Software Development, Data Science, Python

Python mono repo for Data Science with Poetry

Christopher Mortimer
Specialising in data
More posts by Christopher Mortimer.

Christopher Mortimer

17 Feb 2023•7 min read

Python mono repo for Data Science with Poetry

Mono repo with Python Poetry

What we are looking to do is create a code repository that can be used as the source for many Python applications (Flask deployed with Docker) and exporitory data analysis that can share a common library of functions. Pretty much all the credit for this comes from the following article, where Dan Hipschman goes through the process that Opendoor went through to create a mono repo.
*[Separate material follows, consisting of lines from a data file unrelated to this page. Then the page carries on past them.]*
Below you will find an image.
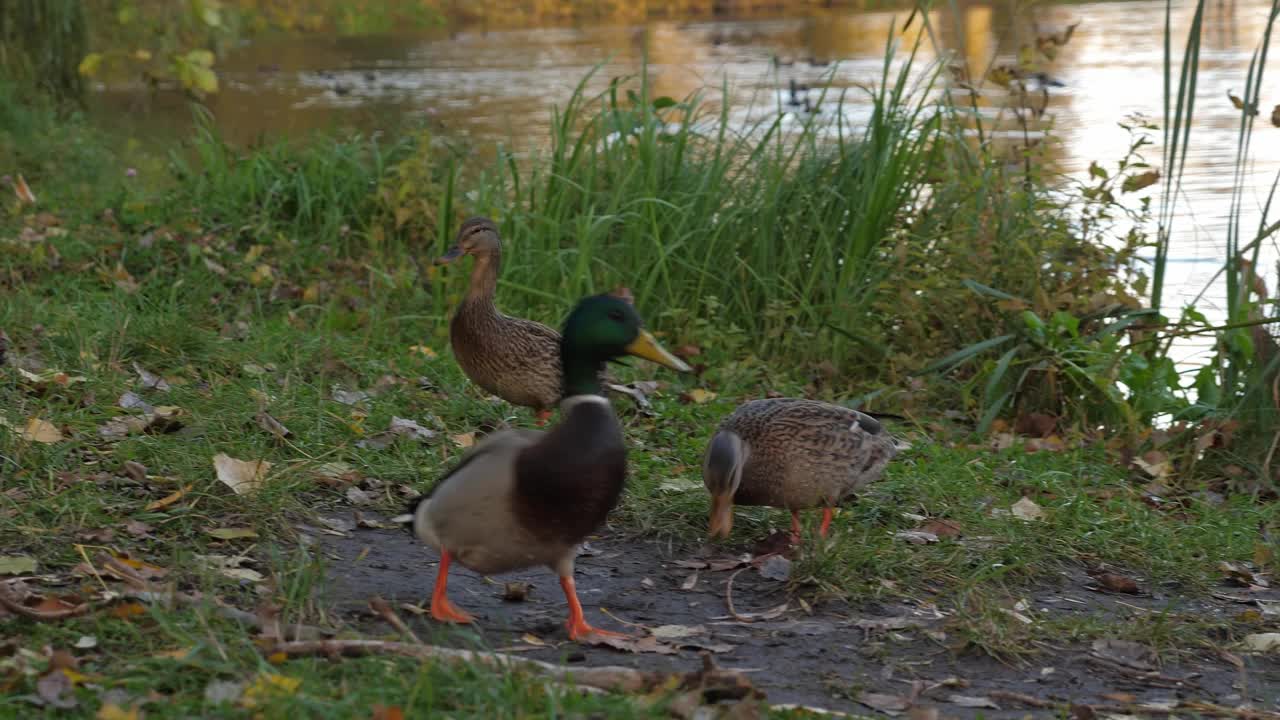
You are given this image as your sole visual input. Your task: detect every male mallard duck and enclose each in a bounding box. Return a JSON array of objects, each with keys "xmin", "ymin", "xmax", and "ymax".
[
  {"xmin": 435, "ymin": 217, "xmax": 572, "ymax": 425},
  {"xmin": 409, "ymin": 293, "xmax": 691, "ymax": 640},
  {"xmin": 702, "ymin": 398, "xmax": 901, "ymax": 542}
]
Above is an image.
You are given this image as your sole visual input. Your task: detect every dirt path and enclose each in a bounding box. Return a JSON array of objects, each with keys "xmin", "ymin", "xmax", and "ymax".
[{"xmin": 310, "ymin": 517, "xmax": 1280, "ymax": 717}]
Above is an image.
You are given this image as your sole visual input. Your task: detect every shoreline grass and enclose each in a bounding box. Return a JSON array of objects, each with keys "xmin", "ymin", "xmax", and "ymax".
[{"xmin": 3, "ymin": 12, "xmax": 1279, "ymax": 715}]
OpenDoor Labs, Our Python Monorepo

The Github repo that the remainder of the blog post is referencing is here Github

📁ml
├── 📁eda  # Each exploratory data analysis task has a directory here
│   ├── 📁eda-project-1
│   │   ├── eda-project-1.py  # Each eda project has Python scripts
│   │   ├── pyproject.toml  # Each eda project has its own dependencies
│   └── 📁eda-project-2 ...
├── 📁app  # Each application has a directory here
│   ├── 📁flask-app-1
│   │   ├── app.py  # Each application has an app entry point
│   │   ├── Dockerfile  # Each application has a Dockerfile
│   │   ├── pyproject.toml  # Each application has its own dependencies
│   └── 📁flask-app-2 ...
├── 📁lib  # Each lib is a Python package that you can install using poetry (or pip)
│   ├── 📁helloworld  #
│   │   ├── pyproject.toml  # Each lib specifies its dependencies
│   │   ├── 📁helloworld/
│   │   │   ├── __init__.py
│   │   │   ├── helloworld.py
│   │   └── 📁tests/
│   │   │   ├── test_helloworld.py
│   └── 📁lib-2 ...
└── 📁tools
    ├── 📁build  # Application build script

For this, I have tested on both ChromeOS Linux (Debian) and Windows WSL2 (Ubuntu 20.04). Docs from here are from the WSL2 run through.
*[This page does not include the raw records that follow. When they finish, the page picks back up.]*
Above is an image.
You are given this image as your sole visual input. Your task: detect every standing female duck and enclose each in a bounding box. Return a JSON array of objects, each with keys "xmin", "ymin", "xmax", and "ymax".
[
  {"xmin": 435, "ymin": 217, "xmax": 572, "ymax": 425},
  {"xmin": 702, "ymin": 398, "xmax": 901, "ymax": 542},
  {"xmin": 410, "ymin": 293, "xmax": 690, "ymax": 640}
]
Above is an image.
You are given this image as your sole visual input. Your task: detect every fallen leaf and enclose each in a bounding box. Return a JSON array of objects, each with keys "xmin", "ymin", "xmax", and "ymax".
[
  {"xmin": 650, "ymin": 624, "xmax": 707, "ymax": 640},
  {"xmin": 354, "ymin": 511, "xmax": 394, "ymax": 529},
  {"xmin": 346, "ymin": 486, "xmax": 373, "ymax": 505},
Fresh Python Virtual Environment (venv)

# Make new directory in your home for virtual environments
mkdir ~/venv
# change into directory
cd ~/venv
# create a virtual environment named poetry (or any other name you choose)
python3 -m venv poetry
# activate the vitrual environment
source poetry/bin/activate
# confirm it activated
which python3

Clone this Git repo

# Make new directory in your home for git repos
mkdir ~/git
# change into directory
cd ~/git
# clone the repository
git clone https://github.com/mortie23/ml.git
# change into the clone repo
cd ml

Getting started with Poetry

Install this repositories requirements (which is just poetry). The remaining packages poetry will handle.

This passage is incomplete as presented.